O'Connor Christopher J, Mansy Hansen, Balk Robert A, Tuman Kenneth J, Sandler Richard H
*Department of Anesthesiology, †Department of Pediatrics, ‡Department of Pulmonary Medicine and Critical Care, Rush Medical College at Rush University Medical Center, Chicago, Illinois.
Anesth Analg. 2005 Sep;101(3):735-739. doi: 10.1213/01.ane.0000167068.71601.e4.
Endotracheal tube (ETT) malpositioning into a mainstem bronchus or the esophagus may result in significant hypoxemia. Current methods to determine correct ETT position include auscultation, radiography, and bronchoscopy, although the current acceptable standard procedure for proper endotracheal (versus esophageal) intubation is detection of end-tidal carbon dioxide (ETco(2)) by capnography, capnometry, or colorimetric ETco(2) devices. Unfortunately, capnography may be unavailable or unreliable in nonhospital/emergency settings or in low cardiac output states, and it does not detect endobronchial intubation. The purpose of this study was to quantify and assess breath sound characteristics using electronic stethoscopes placed over each hemithorax and epigastrium to determine their ability to detect ETT malposition. We recorded breath sounds in 19 healthy, non-obese adults before general surgical procedures. After intubation of the trachea, the ETT was bronchoscopically positioned 3 cm above the carina, after which 3 breaths of 500 mL were given and breath sounds were recorded. A second ETT was placed in the esophagus and the same series of breaths and recordings were performed. Finally, the tracheal ETT was advanced into the right mainstem bronchus and breath sounds were recorded.
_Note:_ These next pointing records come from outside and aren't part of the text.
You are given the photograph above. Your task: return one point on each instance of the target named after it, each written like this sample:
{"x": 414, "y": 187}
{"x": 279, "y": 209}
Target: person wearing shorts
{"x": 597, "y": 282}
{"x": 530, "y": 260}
Using computerized analysis, breath sounds were digitized and filtered to remove selected frequencies, and acoustic signals and energy ratios were obtained for all 3 positions. Total energy ratios using band-pass filtering of the acoustic signals accurately identified all esophageal and endobronchial intubation (P < 0.001). These preliminary results suggest that this technique, when incorporated into a 3-component, electronic stethoscope-type device, may be an accurate, portable mechanism to reliably detect ETT malposition in adults when ETco(2) may be unavailable or unreliable.
气管内插管(ETT)误入主支气管或食管可能导致严重的低氧血症。目前确定ETT正确位置的方法包括听诊、放射照相和支气管镜检查,尽管目前公认的气管内(相对于食管)插管的标准程序是通过二氧化碳波形图、二氧化碳测定法或比色法二氧化碳检测装置检测呼气末二氧化碳(ETco₂)。不幸的是,在非医院/紧急情况下或低心输出量状态下,二氧化碳波形图可能无法使用或不可靠,并且它无法检测支气管内插管。本研究的目的是使用放置在每个半胸和上腹部的电子听诊器对呼吸音特征进行量化和评估,以确定其检测ETT位置异常的能力。我们在19名健康、非肥胖的成年人进行普通外科手术前记录了呼吸音。气管插管后,将ETT通过支气管镜置于隆突上方3 cm处,然后给予3次500 mL的呼吸并记录呼吸音。将第二个ETT置于食管中,并进行相同系列的呼吸和记录。最后,将气管内的ETT推进到右主支气管并记录呼吸音。使用计算机分析,将呼吸音数字化并进行滤波以去除选定的频率,并获得所有3个位置的声学信号和能量比。使用声学信号的带通滤波得到的总能量比能够准确识别所有食管和支气管内插管情况(P < 0.001)。这些初步结果表明,当ETco₂可能无法使用或不可靠时,将该技术整合到一个三分组件的电子听诊器式设备中,可能是一种准确、便携的机制,用于可靠地检测成人ETT位置异常。